El 10 de marzo de 2001, Armin Meiwes, un introvertido ex oficial del Ejército alemán y experto en ordenadores, pudo dar rienda suelta a las fantasías que acumulaba desde la niñez y en la soledad de su casa de Rotemburg mató, descuartizó y posteriormente devoró parcialmente a su víctima, un ingeniero berlinés que había acudido a la cita consciente del desenlace.
Más de cinco después años de un asesinato que estremeció al mundo entero, y en un juicio de apelación, el Tribunal Supremo alemán condenó ayer a cadena perpetua al famoso 'caníbal de Rotemburg', al que encontró culpable de un delito de asesinato. «Fue una muerte extremadamente perversa», concluyó el juez al leer la sentencia.
Un pacto mortal
Desde que la Policía encontró en su congelador los restos del ingeniero electrónico berlinés Bernd-Jürgen Brandes, Meiwes siempre admitió que le mató y comió su carne, pero también sostuvo su inocencia del delito de asesinato y arguyó que sólo podía ser castigado por el de homicidio por petición. En el primer juicio que se inició en diciembre de 2003, Meiwes repitió a lo largo de tres meses que él no había asesinado a su víctima, con la que contactó a través de Internet y pactó los detalles del macabro ritual que le llevó a la muerte. «Yo le ayudé a morir», insistió el caníbal. «Mi amigo deseaba la muerte y disfrutó mientras agonizaba».
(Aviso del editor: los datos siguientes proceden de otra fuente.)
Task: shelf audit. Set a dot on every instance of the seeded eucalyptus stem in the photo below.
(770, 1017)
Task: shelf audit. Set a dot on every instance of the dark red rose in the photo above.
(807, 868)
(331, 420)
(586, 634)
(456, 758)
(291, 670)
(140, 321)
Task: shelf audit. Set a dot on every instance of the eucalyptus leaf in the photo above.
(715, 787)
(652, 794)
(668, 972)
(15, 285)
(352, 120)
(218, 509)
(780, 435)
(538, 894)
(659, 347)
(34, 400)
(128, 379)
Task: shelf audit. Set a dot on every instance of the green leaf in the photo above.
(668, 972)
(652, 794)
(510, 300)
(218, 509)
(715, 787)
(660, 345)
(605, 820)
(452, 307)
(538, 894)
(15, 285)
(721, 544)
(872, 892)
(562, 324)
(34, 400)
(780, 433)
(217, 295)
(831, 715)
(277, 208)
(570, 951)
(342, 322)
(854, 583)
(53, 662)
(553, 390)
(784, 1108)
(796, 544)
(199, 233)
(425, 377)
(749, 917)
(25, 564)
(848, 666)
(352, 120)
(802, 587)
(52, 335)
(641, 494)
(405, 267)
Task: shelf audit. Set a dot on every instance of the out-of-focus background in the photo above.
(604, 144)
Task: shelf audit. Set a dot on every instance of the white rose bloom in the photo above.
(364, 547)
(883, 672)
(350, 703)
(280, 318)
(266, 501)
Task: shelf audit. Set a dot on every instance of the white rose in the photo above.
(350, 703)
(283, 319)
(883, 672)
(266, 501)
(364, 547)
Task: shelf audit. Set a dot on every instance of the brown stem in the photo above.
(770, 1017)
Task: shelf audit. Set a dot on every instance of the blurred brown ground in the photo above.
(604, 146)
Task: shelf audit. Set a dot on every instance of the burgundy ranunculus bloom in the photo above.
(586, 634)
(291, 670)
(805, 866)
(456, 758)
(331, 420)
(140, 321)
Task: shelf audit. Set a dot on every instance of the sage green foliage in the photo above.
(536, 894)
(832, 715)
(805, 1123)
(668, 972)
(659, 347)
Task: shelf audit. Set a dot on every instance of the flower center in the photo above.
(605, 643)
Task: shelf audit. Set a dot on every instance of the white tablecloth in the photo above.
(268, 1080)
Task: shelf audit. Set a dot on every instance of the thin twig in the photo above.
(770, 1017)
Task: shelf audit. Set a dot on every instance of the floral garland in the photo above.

La fiscalía en cambio, sostuvo que Meiwes había asesinado a Brandes para satisfacer una oscura perversión sexual, un delito que debía ser castigado con la máxima pena. «La personalidad de su víctima nunca le interesó y sólo la utilizó como un juguete para satisfacer sus deseos sexuales. Cuando descuartizó y destripó el cadáver, Meiwes grabó un vídeo que utilizaba para masturbarse», alegó la fiscalía.
En enero de 2004, Meiwes fue encontrado culpable de un delito de homicidio -el canibalismo no está contemplado en el código penal alemán- y condenado a una pena de ocho años y medio de cárcel. La sentencia escandalizó al país y la fiscalía apeló con éxito ante el Tribunal Supremo para pedir la revisión del proceso.
En el segundo proceso, que culminó ayer, el juez dio la razón a la fiscalía. Antes de condenar a Meiwes a cadena perpetua, destacó que el caníbal había asesinado a su víctima para satisfacer sus más bajos instintos. También le consideró culpable de incurrir en el delito de profanación de un cadáver. «Comer los restos de un muerto es el equivalente a comparar a un ser humano con un animal», dijo el magistrado.